FAA is one of the important taste substances and aroma precursors of chicken meat, many of which have sweet, sour, salty, fresh and other flavors. Among them the content of amino acids with taste function has a significant impact on muscle flavor (del Olmo et al., 2015; Qi et al., 2017; Diez-Simon et al., 2019). The present study showed that dietary ME and CP levels affected the FAA, not only some amino acids content but also amino acid types, especially the flavoring amino acids. Dietary ME level significantly affected TAA and EAA content, with 11.71 MJ/kg ME group having a higher TAA and EAA content, while dietary CP level did not differ, suggesting that an increase in dietary ME level could significantly increase the TAA and EAA content.

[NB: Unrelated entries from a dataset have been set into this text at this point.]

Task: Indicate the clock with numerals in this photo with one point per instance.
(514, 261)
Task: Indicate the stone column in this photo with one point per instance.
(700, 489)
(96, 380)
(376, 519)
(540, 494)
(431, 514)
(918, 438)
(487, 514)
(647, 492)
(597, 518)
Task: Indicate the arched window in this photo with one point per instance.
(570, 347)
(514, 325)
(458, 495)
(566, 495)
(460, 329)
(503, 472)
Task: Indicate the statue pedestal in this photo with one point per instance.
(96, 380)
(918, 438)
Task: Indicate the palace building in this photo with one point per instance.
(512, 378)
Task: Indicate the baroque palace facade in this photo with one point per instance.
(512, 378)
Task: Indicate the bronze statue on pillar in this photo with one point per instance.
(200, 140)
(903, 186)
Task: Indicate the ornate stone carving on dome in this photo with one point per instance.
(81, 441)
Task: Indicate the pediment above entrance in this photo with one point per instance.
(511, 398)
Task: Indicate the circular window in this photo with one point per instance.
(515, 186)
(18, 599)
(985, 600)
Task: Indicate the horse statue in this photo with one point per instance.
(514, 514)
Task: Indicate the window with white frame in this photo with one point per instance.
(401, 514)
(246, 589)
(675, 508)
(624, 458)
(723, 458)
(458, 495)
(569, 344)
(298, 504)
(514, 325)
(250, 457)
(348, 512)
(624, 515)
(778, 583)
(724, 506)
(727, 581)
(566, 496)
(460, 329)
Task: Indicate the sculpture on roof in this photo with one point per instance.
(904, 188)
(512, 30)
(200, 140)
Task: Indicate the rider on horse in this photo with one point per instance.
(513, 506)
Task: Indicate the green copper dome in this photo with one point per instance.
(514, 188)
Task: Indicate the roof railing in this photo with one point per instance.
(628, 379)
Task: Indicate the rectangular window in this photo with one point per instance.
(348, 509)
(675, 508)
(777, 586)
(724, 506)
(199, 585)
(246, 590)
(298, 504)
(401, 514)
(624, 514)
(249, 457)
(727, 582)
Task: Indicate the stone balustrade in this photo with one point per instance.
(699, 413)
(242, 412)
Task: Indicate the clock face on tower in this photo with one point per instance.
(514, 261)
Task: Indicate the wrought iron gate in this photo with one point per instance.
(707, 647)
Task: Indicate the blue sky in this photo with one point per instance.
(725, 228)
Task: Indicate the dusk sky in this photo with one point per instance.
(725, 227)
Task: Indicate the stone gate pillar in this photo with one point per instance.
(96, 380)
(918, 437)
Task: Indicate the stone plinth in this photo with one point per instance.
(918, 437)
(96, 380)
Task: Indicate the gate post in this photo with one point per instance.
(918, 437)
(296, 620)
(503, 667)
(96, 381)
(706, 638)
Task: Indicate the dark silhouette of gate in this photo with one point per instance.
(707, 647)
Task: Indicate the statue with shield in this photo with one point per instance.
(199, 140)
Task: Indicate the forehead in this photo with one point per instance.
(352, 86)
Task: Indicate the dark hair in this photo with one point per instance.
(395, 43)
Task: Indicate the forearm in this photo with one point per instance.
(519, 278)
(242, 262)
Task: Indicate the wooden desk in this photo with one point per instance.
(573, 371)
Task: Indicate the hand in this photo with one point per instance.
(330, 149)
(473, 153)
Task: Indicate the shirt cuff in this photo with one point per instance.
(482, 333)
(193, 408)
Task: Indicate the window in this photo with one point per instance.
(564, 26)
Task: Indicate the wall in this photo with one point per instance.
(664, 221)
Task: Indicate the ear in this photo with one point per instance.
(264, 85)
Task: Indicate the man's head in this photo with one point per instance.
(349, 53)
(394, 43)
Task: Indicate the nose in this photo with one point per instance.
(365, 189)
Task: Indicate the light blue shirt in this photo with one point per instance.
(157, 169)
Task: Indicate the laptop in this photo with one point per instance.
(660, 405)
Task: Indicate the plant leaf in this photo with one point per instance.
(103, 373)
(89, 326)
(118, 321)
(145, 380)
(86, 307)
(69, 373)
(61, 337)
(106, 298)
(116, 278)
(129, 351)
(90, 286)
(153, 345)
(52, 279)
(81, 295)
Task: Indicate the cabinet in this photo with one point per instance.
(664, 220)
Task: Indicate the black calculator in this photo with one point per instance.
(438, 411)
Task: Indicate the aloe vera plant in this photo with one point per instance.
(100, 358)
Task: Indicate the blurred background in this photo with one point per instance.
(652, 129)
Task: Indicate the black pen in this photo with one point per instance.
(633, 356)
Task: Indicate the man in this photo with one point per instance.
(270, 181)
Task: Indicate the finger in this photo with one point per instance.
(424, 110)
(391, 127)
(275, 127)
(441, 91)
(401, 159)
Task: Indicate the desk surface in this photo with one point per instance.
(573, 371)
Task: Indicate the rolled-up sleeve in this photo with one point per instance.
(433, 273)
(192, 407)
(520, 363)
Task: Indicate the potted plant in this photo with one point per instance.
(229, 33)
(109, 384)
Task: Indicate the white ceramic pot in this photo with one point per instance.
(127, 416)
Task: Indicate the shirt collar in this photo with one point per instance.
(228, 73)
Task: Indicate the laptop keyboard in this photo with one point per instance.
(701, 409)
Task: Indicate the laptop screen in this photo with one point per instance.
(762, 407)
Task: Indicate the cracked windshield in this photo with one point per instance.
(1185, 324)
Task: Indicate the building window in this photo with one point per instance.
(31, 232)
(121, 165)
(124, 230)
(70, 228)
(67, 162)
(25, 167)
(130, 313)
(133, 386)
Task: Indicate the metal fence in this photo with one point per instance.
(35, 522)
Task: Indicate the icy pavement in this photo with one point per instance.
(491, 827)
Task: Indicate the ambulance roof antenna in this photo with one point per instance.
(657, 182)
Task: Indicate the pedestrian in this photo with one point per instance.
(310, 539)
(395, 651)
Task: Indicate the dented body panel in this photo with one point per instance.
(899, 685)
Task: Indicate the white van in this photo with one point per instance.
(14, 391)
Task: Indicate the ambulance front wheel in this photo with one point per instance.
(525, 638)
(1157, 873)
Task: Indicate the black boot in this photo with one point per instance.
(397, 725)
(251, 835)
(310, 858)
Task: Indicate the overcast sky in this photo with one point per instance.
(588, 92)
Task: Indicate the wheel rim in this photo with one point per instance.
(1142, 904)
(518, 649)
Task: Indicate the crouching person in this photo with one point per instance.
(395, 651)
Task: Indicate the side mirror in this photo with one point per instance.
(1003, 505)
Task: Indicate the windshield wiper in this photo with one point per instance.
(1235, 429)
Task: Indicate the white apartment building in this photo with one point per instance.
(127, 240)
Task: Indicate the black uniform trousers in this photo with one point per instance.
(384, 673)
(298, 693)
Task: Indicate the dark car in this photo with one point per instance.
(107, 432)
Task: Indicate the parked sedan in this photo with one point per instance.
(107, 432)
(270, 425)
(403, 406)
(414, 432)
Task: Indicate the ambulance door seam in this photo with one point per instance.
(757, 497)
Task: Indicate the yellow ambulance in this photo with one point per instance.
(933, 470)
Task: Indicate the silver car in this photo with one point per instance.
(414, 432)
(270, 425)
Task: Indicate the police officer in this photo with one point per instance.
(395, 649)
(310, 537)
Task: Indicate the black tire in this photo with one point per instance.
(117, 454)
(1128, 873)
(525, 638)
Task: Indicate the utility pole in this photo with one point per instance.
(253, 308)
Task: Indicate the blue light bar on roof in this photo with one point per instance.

About flavoring amino acids, higher dietary ME levels increased the content of flavoring amino acids and the content of FSAA and BAA. However, we found that the proportion of EAA, FSAA, and BAA in TAA, with the increase of dietary ME level, FSAA content in the low ME group accounted for the largest proportion, and the smallest proportion of BAA, while the proportion of EAA showed a trend of rising first and then declining, indicating that a tasty chicken meat can be obtained at a moderate ME level.

Dietary CP levels affected the Glu content, which was one of the fresh flavor substances (Kurihara., 2009), and at the 14% CP level, BAA accounted for a relatively small proportion of the total FAA and a higher proportion of FSAA.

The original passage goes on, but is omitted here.